Masino pointed to some famous people who, throughout history, have recognized the restorative values of nature, including Frederick Law Olmsted, landscape architect, author and conservationist who was famous for co-designing many well-known urban parks with his partner Calvert Vaux; Henry David Thoreau, a well-known advocate of transcendentalist best known for his book “Walden,” a reflection upon simple living in natural surroundings; and the English naturalist Charles Darwin.

Masino said Olmsted was a staunch believer that nature engages yet relaxes the mind.

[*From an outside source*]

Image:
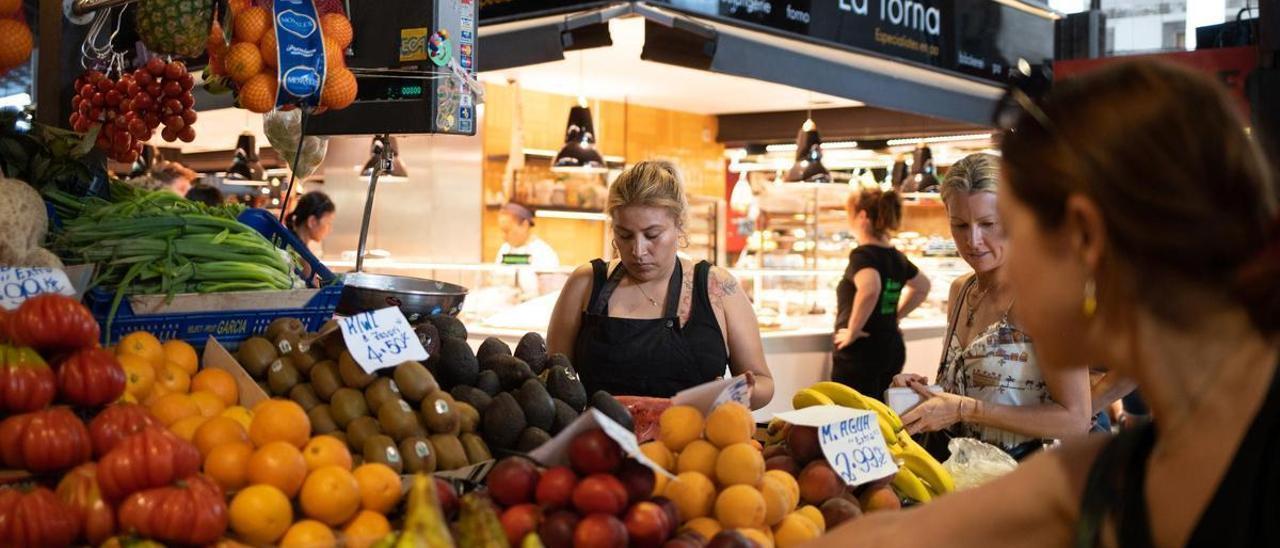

“He felt that everyone deserves access to nature,” thus his quest to design public parks. “He felt these places were democratic spaces that allow meandering and organic interactions to happen and provide a profound and effective antidote to the stress of urbanization.”

The healing power of awe

Exposure to nature has been shown to lower PTSD in veterans and at-risk teens, Masino said, referring to data from a walk through a forest with a group of Trinity students, who were outfitted with heart rate monitors.

“Peak coherence occurred when we transitioned to walking through the forest. Coherence increased in time spent in the forest and decreased after exiting and entering a more urban environment,” said the researcher,

Forests, she continued, have natural healing powers, including the antibiotic properties present in forest soil and antiviral plant compounds such as aromatic terpenes, which are found in many plants and are especially abundant in conifers. “I can’t overemphasize how important this is,” she said of the research.

Global approach crucial

Masino said a global approach is crucial to addressing global crises and protecting brain health. More than 200 health journals call on world leaders to address “catastrophic harm to health” from climate change, said the neuroscientist. “Wealthy nations must do much more, much faster.”